F for the financial performance of listed companies, Z1, Z2, Z3, Z4 and Z5 respectively as the first principal component of the listed company’s short-term debt paying ability comprehensive index, the second principal component comprehensive index, the profitability of the listed company’s third principal component development ability of comprehensive index of listed companies, the fourth, five principal component comprehensive index of the operation ability of listed companies. Where, the financial performance of listed companies can be mainly measured by the short-term debt paying ability of 30.993% of listed companies, the profitability of 19.737% of listed companies, the development ability of 13.311% of listed companies and the operating ability of 12.091% and 7.894% of listed companies.

4. Conclusion

In building enterprise in the process of financial performance evaluation system, it is needed to consider many factors, and break the original single evaluation index model. This paper uses principal component analysis (PCA), using the “dimension” thought, on the premise of less loss of information of multiple indicators into several comprehensive indexes, respectively on corporate financial performance evaluation model set up in Anhui Province, and simplifies the system structure. Through the principal component analysis above, it can be found that, among the solvency, profitability, development ability and operation ability of a company, the short-term solvency of the company has a greater impact on the company’s financial performance, while the development ability and operation ability have a relatively small impact on the company’s financial performance evaluation.
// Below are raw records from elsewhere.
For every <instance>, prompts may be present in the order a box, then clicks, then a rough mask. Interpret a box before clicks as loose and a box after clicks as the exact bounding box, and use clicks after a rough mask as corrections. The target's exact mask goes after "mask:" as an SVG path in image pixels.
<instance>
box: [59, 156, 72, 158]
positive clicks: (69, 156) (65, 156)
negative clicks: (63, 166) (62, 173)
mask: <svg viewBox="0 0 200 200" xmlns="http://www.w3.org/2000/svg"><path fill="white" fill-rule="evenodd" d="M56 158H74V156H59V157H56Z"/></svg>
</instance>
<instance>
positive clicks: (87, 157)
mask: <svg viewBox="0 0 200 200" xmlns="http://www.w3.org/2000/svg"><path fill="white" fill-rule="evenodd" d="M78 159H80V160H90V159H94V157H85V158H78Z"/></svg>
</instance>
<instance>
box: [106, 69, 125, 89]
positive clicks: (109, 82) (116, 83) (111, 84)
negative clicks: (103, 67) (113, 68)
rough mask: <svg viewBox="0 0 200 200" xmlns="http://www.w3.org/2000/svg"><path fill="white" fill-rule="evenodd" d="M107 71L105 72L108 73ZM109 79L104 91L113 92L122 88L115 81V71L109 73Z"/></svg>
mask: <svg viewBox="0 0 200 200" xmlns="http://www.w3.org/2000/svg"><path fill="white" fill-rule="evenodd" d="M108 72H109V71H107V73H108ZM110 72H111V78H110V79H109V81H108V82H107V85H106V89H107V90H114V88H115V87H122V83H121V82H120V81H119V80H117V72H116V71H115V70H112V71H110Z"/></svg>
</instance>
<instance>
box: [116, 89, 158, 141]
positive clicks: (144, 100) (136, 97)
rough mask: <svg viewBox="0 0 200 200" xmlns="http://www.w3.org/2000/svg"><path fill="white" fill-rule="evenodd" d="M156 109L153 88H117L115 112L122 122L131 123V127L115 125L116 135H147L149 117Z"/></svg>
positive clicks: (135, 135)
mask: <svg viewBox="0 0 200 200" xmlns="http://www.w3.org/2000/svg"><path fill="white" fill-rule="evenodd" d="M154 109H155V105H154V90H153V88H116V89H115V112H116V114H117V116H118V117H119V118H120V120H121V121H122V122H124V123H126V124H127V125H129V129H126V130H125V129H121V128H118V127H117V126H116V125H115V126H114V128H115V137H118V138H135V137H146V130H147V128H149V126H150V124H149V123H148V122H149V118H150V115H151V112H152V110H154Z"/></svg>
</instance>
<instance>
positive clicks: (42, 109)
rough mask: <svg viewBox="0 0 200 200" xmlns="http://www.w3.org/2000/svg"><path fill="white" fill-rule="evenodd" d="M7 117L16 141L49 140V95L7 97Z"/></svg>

Using principal component analysis and statistical methods to evaluate enterprise’s financial position effect, can make the enterprise be able to make scientific and rational judgment on own finances, to avoid the artificially determined weighting the defects in the current evaluation methods, and at the same time, encourage enterprises to improve business performance, to improve the financial situation providing more feasible ideas and thoughts. Hope can help enterprises to obtain more long-term stable development.